There has been much progress in AI thanks to advances in deep learning in recent years, especially in areas such as computer vision, speech recognition, natural language processing, playing games, robotics, machine translation, etc. This tutorial aims at explaining some of the core concepts and motivations behind deep learning and representation learning. Deep learning builds on many of the ideas introduced decades earlier with the connectionist approach to machine learning, inspired by the brain. These essential early contributions include the notion of distributed representation and the back-propagation algorithm for training multi-layer neural networks, but also the architecture of recurrent neural networks and convolutional neural networks. In addition to the substantial increase in computing power and dataset sizes, many modern additions have contributed to the recent successes. These include techniques making it possible to train networks with more layers – which can generalize better (hence the name deep learning) – as well as a better theoretical understanding for the success of deep learning, both from an optimization point of view and from a generalization point of view. They also include advances in architectures which have moved neural nets from pattern recognition devices working on vectors to general-purpose differentiable modular machines which can handle arbitrary data structures, mostly thanks to the use of attention mechanisms. Two other areas of major progress have been in unsupervised learning, in particular the ability of neural networks to stochastically generate high-dimensional samples (like images) from a possibly conditional distribution, as well as the combination of reinforcement learning and deep learning techniques, not just for traditional applications of reinforcement learning like games, but also as a way to handle learning in systems involving non-differentiable or black-box components. The tutorial will end with a discussion of some major open problems for AI which are at the forefront of research in deep learning.

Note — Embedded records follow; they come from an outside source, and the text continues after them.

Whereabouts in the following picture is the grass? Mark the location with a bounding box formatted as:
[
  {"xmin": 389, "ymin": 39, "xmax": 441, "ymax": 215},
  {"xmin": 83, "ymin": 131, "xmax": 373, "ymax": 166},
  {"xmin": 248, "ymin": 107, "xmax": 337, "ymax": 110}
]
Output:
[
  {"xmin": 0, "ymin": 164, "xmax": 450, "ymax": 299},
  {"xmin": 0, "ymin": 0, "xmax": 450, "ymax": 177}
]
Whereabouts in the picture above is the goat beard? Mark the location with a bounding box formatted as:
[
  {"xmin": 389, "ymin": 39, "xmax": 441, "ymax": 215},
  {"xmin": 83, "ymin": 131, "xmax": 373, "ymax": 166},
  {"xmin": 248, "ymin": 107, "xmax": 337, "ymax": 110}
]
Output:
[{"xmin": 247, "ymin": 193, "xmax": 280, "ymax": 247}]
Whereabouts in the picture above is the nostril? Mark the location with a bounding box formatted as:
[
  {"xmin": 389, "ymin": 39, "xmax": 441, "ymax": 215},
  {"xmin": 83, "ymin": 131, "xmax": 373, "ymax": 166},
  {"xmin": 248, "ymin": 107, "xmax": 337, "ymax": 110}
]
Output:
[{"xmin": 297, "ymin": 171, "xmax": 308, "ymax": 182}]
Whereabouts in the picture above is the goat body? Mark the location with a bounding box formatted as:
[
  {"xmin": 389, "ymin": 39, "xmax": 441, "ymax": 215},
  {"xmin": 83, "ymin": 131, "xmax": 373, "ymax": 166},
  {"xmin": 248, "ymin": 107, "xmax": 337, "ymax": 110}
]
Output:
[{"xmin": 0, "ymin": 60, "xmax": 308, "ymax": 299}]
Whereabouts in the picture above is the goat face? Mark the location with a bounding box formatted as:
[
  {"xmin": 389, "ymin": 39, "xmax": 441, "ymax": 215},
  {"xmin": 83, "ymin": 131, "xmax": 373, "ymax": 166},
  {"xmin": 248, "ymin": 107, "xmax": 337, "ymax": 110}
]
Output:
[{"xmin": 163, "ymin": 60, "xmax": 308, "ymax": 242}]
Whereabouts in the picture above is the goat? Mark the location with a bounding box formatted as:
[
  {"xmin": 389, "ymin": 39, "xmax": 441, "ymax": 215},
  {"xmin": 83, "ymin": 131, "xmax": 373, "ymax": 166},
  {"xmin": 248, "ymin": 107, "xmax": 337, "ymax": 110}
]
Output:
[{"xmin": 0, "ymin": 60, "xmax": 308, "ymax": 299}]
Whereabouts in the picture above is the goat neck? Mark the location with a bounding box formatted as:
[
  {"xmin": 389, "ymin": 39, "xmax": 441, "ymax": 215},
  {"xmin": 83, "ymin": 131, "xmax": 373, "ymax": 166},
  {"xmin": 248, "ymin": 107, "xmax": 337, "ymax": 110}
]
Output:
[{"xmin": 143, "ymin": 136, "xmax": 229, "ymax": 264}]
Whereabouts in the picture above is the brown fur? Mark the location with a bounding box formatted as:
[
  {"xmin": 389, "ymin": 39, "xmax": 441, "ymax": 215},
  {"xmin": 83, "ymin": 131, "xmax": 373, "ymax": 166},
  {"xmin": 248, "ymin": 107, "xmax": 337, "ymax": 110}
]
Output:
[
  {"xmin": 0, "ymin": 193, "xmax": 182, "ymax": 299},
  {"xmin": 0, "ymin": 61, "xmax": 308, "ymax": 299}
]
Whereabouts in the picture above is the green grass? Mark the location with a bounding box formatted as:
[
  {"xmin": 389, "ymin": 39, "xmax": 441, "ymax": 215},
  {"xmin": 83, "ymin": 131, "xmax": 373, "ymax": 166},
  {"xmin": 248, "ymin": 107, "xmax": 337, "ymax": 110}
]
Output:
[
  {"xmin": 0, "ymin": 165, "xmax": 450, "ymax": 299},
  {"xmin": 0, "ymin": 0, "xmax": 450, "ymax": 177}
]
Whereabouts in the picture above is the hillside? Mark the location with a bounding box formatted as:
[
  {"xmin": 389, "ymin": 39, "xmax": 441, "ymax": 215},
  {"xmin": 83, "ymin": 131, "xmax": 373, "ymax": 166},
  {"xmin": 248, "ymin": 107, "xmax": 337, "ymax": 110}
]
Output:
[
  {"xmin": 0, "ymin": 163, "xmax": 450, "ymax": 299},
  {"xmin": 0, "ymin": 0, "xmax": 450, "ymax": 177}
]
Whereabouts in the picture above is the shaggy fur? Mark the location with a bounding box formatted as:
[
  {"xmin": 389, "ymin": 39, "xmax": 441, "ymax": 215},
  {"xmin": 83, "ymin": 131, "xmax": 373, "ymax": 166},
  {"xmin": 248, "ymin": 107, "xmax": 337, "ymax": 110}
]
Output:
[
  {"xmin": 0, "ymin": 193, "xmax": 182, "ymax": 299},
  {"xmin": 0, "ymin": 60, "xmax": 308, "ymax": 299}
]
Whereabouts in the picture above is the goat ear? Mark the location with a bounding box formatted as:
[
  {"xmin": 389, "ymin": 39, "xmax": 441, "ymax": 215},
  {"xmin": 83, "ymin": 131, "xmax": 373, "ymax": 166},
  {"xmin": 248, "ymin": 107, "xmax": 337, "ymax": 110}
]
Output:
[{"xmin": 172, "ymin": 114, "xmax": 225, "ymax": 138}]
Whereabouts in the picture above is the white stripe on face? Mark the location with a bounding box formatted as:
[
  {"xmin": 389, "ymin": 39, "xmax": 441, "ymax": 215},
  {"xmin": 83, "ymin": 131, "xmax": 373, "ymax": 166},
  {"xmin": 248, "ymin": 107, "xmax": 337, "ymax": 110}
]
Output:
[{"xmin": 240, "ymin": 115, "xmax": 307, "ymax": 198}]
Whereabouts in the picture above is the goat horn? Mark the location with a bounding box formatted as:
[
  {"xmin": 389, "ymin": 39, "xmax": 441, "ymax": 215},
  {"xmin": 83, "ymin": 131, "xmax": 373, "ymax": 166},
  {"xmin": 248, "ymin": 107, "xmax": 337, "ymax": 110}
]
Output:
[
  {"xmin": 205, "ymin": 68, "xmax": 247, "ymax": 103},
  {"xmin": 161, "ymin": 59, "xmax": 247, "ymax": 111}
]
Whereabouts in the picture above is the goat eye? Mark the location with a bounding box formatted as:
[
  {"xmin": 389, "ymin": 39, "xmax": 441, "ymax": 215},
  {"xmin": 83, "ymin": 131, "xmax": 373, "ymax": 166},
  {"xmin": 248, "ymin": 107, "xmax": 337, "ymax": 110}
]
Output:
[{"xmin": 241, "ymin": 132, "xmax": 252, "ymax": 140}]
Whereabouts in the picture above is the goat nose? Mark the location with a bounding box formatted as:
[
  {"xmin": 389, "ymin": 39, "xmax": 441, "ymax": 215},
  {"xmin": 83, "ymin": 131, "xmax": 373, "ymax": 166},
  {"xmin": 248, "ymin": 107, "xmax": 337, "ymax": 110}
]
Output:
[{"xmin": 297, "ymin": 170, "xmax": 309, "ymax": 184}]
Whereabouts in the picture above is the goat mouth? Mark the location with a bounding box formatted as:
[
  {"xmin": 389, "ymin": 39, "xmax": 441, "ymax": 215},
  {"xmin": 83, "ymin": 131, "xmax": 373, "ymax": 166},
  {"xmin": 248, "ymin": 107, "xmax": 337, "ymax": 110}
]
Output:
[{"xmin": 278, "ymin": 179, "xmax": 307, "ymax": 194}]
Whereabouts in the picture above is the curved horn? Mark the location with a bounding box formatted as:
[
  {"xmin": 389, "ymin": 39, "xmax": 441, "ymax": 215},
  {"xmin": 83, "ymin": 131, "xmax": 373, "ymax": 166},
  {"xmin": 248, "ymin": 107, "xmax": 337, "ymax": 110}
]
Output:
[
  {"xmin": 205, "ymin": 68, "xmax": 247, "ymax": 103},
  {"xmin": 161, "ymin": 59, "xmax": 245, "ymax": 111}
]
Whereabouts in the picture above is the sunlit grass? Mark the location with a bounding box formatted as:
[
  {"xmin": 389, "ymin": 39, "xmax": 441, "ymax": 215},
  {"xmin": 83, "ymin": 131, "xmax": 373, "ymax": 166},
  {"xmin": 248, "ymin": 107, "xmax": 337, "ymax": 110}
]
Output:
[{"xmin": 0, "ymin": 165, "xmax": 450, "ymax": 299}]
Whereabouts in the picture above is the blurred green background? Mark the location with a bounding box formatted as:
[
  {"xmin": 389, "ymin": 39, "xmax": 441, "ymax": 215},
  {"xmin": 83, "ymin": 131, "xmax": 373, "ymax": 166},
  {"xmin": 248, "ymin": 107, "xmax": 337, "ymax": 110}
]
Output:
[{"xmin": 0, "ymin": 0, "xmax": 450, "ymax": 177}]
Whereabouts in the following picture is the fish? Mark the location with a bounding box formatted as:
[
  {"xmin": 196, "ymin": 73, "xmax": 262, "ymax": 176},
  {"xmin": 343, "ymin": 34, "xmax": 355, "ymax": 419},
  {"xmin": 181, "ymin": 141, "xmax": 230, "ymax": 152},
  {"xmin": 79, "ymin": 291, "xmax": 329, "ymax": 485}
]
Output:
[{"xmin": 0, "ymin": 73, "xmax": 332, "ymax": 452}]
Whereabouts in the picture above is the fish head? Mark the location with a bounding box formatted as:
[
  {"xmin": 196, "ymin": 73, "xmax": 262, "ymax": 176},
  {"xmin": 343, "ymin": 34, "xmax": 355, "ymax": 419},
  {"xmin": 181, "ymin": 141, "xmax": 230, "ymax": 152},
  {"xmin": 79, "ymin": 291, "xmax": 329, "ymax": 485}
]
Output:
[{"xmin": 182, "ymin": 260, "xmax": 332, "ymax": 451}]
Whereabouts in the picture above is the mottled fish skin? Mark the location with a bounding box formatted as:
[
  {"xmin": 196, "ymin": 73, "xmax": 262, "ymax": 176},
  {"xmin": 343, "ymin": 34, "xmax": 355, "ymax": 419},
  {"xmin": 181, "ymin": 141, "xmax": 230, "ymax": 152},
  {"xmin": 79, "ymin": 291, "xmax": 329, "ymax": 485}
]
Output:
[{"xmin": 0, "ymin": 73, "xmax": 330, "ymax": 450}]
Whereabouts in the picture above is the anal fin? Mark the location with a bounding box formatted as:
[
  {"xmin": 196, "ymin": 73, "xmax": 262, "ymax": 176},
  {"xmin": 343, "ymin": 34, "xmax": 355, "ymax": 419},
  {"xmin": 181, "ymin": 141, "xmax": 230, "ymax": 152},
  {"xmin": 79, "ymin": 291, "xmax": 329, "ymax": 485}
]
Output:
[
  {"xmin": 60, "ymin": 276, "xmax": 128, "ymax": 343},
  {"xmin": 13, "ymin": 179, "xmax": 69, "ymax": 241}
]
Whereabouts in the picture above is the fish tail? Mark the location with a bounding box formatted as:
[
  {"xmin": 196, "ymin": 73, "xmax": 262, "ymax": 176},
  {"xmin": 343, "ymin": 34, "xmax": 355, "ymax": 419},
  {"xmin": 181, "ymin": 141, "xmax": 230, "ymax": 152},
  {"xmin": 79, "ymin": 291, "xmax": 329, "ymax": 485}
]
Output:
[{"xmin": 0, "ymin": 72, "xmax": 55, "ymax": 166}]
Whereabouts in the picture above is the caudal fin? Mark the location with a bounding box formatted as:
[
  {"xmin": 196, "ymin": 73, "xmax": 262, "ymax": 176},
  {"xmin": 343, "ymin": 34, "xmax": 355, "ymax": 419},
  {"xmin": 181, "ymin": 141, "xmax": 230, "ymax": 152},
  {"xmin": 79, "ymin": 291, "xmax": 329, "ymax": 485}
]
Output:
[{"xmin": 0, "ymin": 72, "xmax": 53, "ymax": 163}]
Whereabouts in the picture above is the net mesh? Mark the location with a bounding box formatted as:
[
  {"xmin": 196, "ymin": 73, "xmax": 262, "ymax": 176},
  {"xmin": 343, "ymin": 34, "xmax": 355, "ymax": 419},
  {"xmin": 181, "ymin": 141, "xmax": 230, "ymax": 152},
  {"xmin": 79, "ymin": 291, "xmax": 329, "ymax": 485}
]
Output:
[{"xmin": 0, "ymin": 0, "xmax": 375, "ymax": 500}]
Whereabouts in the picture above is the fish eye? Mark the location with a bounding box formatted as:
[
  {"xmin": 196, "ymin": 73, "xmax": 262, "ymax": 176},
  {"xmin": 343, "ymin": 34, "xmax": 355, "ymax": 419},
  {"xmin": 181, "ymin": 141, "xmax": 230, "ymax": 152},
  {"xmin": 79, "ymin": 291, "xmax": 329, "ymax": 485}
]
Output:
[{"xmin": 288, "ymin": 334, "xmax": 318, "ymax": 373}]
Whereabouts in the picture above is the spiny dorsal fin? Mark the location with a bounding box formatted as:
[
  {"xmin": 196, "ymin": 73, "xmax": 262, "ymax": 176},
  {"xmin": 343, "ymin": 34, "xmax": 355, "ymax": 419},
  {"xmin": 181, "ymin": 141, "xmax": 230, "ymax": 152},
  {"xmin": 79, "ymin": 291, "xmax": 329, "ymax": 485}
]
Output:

T09. Defeasible Description Logics
Ivan Varzinczak

This tutorial aims at providing an introduction to reasoning defeasibly over description logic ontologies in the context of knowledge representation and reasoning (KRR) in AI. Description Logics (DLs) are a family of logic-based knowledge representation formalisms with appealing computational properties and a variety of applications at the confluence of modern artificial intelligence and other areas. In particular, DLs are well-suited for representing and reasoning about ontologies and therefore constitute the formal foundations of the Semantic Web.The different DL formalisms that have been proposed in the literature provide us with a wide choice of constructors in the object language. However, these are intended to represent only classical, unquestionable knowledge, and are therefore unable to express the different aspects of uncertainty and vagueness that often show up in everyday life. Examples of these comprise the various guises of exceptions, typicality (and atypicality), approximations and many others, as usually encountered in the different forms of human quotidian reasoning. A similar argument can be put forward when moving to the level of entailment, that of the sanctioned conclusions from a knowledge base. DL systems provide for a variety of (standard and non-standard) reasoning services, but the underlying notion of entailment remains classical and therefore, depending on the application one has in mind, DLs inherit most of the criticisms raised in the development of the so-called non-classical logics. In this regard, endowing DLs and their associated reasoning services with the ability to cope with defeasibility is a natural step in their development. Indeed, the past two decades have witnessed the surge of many attempts to introduce non-monotonic reasoning capabilities in a DL setting. Among these are default extensions, preferential approaches, circumscription-based ones, and others.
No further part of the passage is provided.